Just like Numpy, `shape` gets us the dimensions of the data. Think of dataframes like a two-dimensional array, the first number is the number of rows, and the second number is the number of columns.

Now, what if we want to access a particular slice of the data, but we cannot remember indices (numbers are really difficult to remember and unintuitive since it might change when data changes). Slicing an entire column out of a dataframe is simple:

In [None]:
sr = df['city']
print(sr)
type(sr)

**Note**: Observe closely, that this sliced out column is actually...a Series! We can consider the column name as the key or index, to access the Series. So you can think anatomically, that a Dataframe (table) consists of many Series (columns). Here's a nice labelled diagram showing this concept:

![](https://geo-python.github.io/site/_images/pandas-structures-annotated.png)

In [None]:
len(df)

Let's create a new DataFrame, with this Series `sr` in it... (very easy)

In [None]:
fr = pd.DataFrame(sr)
fr

Let's generate more Series data and add them to the DataFrame...

In [None]:
x = [np.random.randint(500, 1500) for p in range(0, len(fr))]
fr['patients'] = pd.Series(x)
fr['ratings'] = pd.Series(np.random.randn(len(fr)))

In [None]:
fr

We can remove rows and columns from a Dataframe using the `drop` function. To remove rows, just specify which rows (in a list) that you want it dropped. 

In [None]:
fr2 = fr.drop([50, 51])
fr2

Rows with index 50 and 51 have now been removed. Now, data removal can be a very serious thing and if you happened to make a mistake, it might be costly. Pandas operate in a safe way by not allowing changes to be made directly to the original dataframe that is being accessed. Notice that the rows were only dropped in the new dataframe `fr2`. The original dataframe `fr` remains the same.

In [None]:
fr

If you ever need to make permanent changes (overwriting the original data), you can use the parameter `inplace=True` to perform this drop operation "in place", in the original dataframe.

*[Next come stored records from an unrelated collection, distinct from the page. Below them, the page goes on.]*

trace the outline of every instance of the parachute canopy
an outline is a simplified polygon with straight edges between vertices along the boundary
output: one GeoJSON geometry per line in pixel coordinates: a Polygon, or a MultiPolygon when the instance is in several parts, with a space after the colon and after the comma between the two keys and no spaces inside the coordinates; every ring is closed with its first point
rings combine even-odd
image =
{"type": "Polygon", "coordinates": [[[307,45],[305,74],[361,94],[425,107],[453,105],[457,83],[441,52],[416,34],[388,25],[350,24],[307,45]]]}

**Quick Question 2**: Write the code (one line only!) to drop the "patients" column. Ensure that the modification is done on the original dataframe. 

In [None]:
# fill in here



In [None]:
fr2

We can also explore the data (getting some summary of statistics) by using the `describe` method:

In [None]:
print(df.describe())

Becareful with using `describe()` if your data has not been cleaned yet! They can often give you incorrect results.

That's all for now. We will do more handling and manipulation of data in the next lab.